18/05/2025 - 5th Sunday of Easter - Year C

Reading 1 ACTS 14,21-27 Psalm 144 Reading 2 REV 21,1-5 Gospel JN 13,31-33.34-35

“It is necessary for us to undergo many hardships to enter the kingdom of God”. With these words Paul and Barnabas instructed the communities they had shaped and gathered. They were not promising the new Christians a good and comfortable life, just like Jesus had never promised one. Jesus himself had made it clear: “If the world hates you, be aware that it hated me before it hated you” and “they will cast you out ..., persecute you, hand you over to the judges and magistrates”, but also “blessed are you when people revile you and persecute you and utter all kinds of evil against you falsely on my account”!

The necessity of hardships is part of the Christian's life. And we discover it, every time we decide to live our faith with some seriousness. Every day, that very television that we pay for to offer us serious information and dignified and formative pastimes, throws in our faces instead what can be harmful to our faith, offers us offensive words and insulting speeches against us and against our shepherds; the same can be said of those newspapers and magazines we fill our homes and our imagination with or which we place in the hands of children and young people.

“It is necessary for us to undergo many hardships to enter the kingdom of God”. When he says this, St Paul has already been driven out of some cities, he had to flee from Damascus lowered from the walls in a basket, he was stoned and believed dead in Lystra. He will still suffer beatings and imprisonment, but always with the joy of being faithful to his Lord Jesus Christ.

Today's Gospel reading presents us with a particular moment of Jesus' sufferings: Judas leaves the room of the Last Supper. Leaving that place, he abandons the communion with the other disciples and especially communion with Jesus.

What will he do? Which end will he meet? Jesus suffers for him, and for himself. He senses that the moment of passion and death is coming.

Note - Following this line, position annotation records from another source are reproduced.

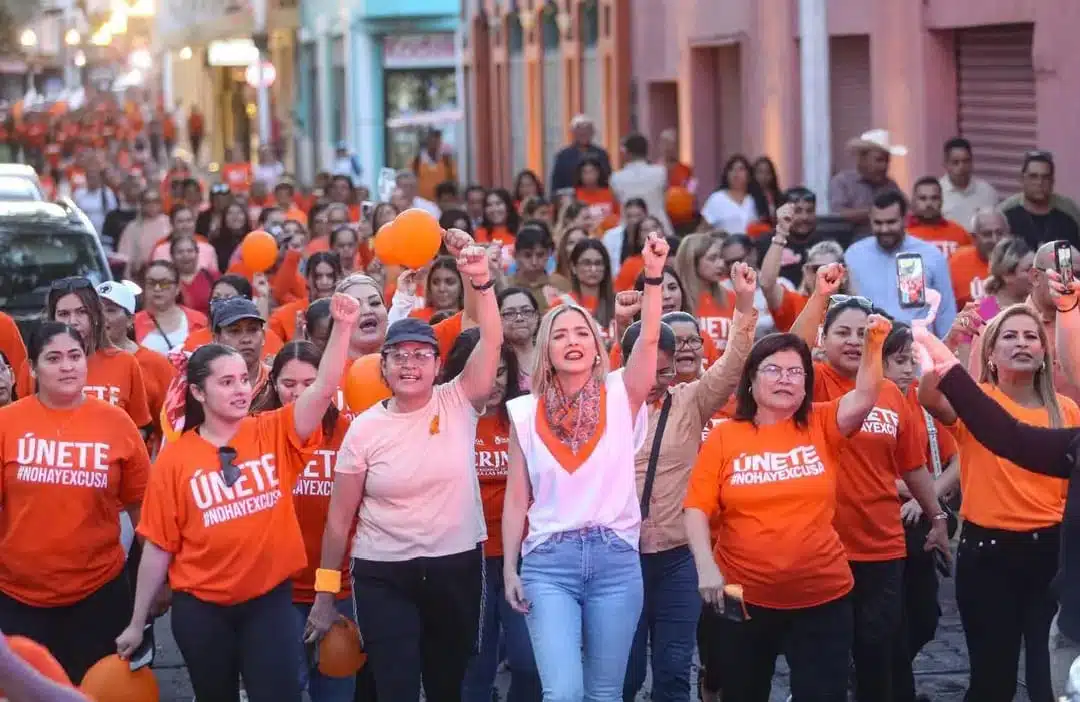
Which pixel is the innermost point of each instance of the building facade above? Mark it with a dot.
(376, 75)
(1000, 72)
(530, 66)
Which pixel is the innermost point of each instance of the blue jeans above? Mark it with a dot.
(584, 592)
(320, 687)
(480, 677)
(670, 620)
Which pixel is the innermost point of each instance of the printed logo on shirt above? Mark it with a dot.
(49, 461)
(318, 476)
(257, 489)
(758, 469)
(881, 422)
(717, 327)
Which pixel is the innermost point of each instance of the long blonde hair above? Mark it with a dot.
(543, 369)
(690, 253)
(1043, 379)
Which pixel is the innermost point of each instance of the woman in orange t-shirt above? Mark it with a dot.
(769, 475)
(70, 463)
(1009, 544)
(700, 265)
(111, 375)
(219, 523)
(295, 369)
(322, 273)
(592, 189)
(890, 445)
(500, 220)
(493, 456)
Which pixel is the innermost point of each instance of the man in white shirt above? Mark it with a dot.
(639, 178)
(963, 193)
(95, 199)
(407, 184)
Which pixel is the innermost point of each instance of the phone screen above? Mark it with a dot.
(910, 280)
(1063, 257)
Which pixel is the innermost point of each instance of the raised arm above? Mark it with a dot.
(810, 319)
(481, 305)
(719, 381)
(312, 403)
(640, 372)
(858, 403)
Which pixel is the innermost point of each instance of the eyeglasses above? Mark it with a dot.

For him, this moment is the hour in which he can manifest his greatest love, he can thus “glorify” the Father. And with that same love his divine greatness will be manifested.

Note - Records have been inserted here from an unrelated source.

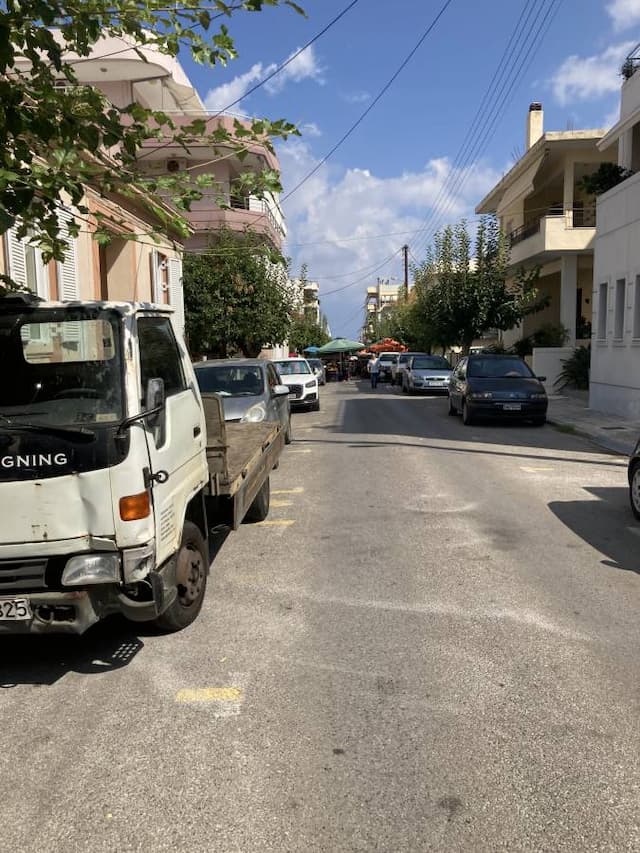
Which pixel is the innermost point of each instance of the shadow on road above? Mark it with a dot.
(387, 412)
(107, 646)
(606, 524)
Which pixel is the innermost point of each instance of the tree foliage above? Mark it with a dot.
(236, 297)
(464, 290)
(58, 135)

He will enter death: this is not the time for his own people to accompany him, but every moment is always suitable to do what he does, that is, showing the Father's love. And they will do this by loving “one another” with the same intensity as Jesus.

What does it mean to love “one another”? It does not only mean loving others: this love could also be driving us to pride, that makes us think we are fine, good, deserving, even better than others.

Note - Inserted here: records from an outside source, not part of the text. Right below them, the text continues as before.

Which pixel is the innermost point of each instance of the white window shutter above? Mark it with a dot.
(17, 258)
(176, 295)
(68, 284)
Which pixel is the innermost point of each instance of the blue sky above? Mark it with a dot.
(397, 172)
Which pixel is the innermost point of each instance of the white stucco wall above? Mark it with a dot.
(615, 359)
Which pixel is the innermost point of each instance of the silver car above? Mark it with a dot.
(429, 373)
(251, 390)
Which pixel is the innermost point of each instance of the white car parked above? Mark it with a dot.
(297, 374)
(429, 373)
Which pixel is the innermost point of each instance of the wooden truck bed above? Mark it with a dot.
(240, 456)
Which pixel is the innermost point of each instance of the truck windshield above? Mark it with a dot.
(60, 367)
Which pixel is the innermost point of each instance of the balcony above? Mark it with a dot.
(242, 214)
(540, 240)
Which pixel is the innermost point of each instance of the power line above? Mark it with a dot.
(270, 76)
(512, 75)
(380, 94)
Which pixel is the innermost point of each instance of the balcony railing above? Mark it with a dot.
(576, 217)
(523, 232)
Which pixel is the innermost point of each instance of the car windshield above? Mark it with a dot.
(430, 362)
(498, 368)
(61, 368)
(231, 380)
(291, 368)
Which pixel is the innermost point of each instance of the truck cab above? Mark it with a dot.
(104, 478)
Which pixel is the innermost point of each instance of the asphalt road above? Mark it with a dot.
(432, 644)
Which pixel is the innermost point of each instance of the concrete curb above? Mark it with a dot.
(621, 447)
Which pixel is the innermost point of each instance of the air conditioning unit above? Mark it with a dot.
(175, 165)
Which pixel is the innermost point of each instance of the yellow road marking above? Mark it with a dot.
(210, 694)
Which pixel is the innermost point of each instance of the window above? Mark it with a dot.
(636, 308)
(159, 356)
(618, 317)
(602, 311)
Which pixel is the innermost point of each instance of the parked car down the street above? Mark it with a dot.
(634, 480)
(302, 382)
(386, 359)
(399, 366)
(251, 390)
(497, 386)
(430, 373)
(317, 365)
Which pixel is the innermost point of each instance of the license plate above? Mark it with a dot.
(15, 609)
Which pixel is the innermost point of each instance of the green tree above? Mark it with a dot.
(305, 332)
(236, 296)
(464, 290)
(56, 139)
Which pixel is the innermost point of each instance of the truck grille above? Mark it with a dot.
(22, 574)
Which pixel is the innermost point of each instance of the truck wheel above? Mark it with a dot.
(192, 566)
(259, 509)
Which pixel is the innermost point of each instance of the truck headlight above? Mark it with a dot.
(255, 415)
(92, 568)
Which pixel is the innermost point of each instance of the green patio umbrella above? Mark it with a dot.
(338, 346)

To love “one another” is to accept our brother's love, to appreciate it, to interpret his gestures towards me as love. What my brothers do to me is God's love for me, even though I may not like it, even though it may make me suffer. But the Lord knows what is good for me.

Loving “one another” involves first of all the humility of accepting that I need the attention of my brothers, and considering them better than me. I consider them God's gift to me.

And since Jesus always loved everyone, we too will love, focusing our eyes on him. To the question ‘Why do you love?’ we will therefore always answer by saying, first of all to ourselves, ‘Because Jesus loved us’, ‘because Jesus loved you and also me’. He is the deserving one.

By living this love “for one another” we will shine forth the glory of Jesus, and we will be recognised as his disciples. It is not our words or our prayers that distinguish us as disciples of the Lord, but the communion with one another that unites us also in language, also in prayer, but above all in the serene and faithful attention to listening and helping one another.

Loving “one another” is certainly beautiful, but it comes at a cost. If you have tried it, you know what that cost is. This is the first hardship we offer to God so that he may welcome us into his Kingdom. The hardship of loving one another will fill us with joy, that joy that will be able to wipe away the tears of all other hardships, the ones coming from those who speak ill of us and those who work injustice against our faith.